Nancy in comments on Duchesse's post said: One of the things that really annoys me is when weight is presented as a dichotomy: either extreme of thinness or obesity. There is a middle ground; it's where most of us should live, and it's ok! Yes!! I'm annoyed by this too (see "3,2,1" above)! The vast majority of us fall somewhere in between skeletal and obese. Presenting only uber-thin images of women is doing nothing to stem increasing obesity among the general population, and I'd argue that it's actually accelerating it, by encouraging women and even young girls who are not overweight by any stretch of the imagination to diet and wreck their metabolisms and set themselves up for years of eating disorders and higher weights. As Duchesse pointed out in comments over at A Femme, it's hardly "promoting obesity" to present a few isolated images of larger women, when 99.9% of the time, only the thinnest and youngest are presented as "aspirational." But why can't we see images of beautiful clothing modeled on women who are size 8, 10, 12, 16? Who are older than teenagers? Why does "aspirational" have to mean "impossible for 95% of us?" Street style blogs used to be an alternative, but now even they seem to focus on either the young and very slender, or the fashion industry insiders.

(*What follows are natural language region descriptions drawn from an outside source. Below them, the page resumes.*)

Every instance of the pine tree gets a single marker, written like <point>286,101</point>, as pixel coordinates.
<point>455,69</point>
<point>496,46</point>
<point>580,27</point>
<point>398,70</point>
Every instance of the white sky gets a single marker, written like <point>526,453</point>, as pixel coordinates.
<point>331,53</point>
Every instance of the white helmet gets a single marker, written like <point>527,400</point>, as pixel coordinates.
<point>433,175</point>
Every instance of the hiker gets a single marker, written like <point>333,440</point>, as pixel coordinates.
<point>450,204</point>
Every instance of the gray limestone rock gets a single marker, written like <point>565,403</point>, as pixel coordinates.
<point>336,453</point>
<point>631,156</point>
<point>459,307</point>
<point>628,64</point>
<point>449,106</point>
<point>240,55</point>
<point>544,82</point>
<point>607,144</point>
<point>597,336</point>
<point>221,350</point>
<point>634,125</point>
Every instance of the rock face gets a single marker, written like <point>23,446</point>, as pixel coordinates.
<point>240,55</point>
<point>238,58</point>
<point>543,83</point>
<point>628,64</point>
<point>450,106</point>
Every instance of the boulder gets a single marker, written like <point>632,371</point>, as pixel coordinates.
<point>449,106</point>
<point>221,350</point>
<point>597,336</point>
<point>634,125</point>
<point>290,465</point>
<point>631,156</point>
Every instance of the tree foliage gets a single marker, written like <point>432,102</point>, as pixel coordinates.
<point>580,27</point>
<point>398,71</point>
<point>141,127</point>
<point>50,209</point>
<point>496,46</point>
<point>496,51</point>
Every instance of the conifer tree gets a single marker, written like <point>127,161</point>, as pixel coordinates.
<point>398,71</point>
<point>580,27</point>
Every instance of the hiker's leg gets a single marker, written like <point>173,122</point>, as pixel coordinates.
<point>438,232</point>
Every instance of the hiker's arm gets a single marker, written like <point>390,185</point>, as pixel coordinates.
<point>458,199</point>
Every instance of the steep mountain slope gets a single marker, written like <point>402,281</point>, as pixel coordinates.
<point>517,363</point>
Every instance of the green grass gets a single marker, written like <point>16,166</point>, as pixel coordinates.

I'm also admittedly thin-skinned about the moralizing subtext that seems to tag along whenever weight is discussed, having been ingrained as a child with the belief that my non-slender build was somehow a moral failing (despite eating the same food as the rest of my family, fixed and portioned by my mother). So the needle on my Sanctimony Meter shoots over into the red zone when I hear or read people stating we should stop complaining, that super skinny images of women in media should "motivate" us to "push the plate away" and "get up off the couch and get some exercise." Or "if you'd just do xyz you'd achieve 4% body fat just like I did!"
Marketers claim that we don't want to see images of women who are size 12 or 65 years old, that it doesn't sell products. I'd disagree with the first part of that statement, but probably agree with the second part, which is really their motivation. People who feel insecure are more likely to spend on products that promise to fix them. (Sal at Already Pretty addresses this beautifully here.) Some women have stopped looking at fashion magazines, stopped watching television, removed themselves from those impossible images. And if you want to do that, fine. But visual media do have an impact on our culture, or advertisers wouldn't pay the billions annually that they do to present their products. I've come to believe that cutting ourselves off from our culture isn't the answer, raising our voices to change it is (even if it's writing letters to CEO's you know will never be read, or impotent bloggy ranting). And keep teaching our kids media literacy, so they learn to question and deconstruct the images they're presented, and ask "who profits?"
Summary: Life is short. Eat real food, move around whenever you can in ways that you enjoy, and re-evaluate your beliefs and values periodically to be sure they're serving you. Question and discard those that aren't. In the end, a little roll of fat around the middle doesn't say anything about the kind of person you are or how much you loved and were loved.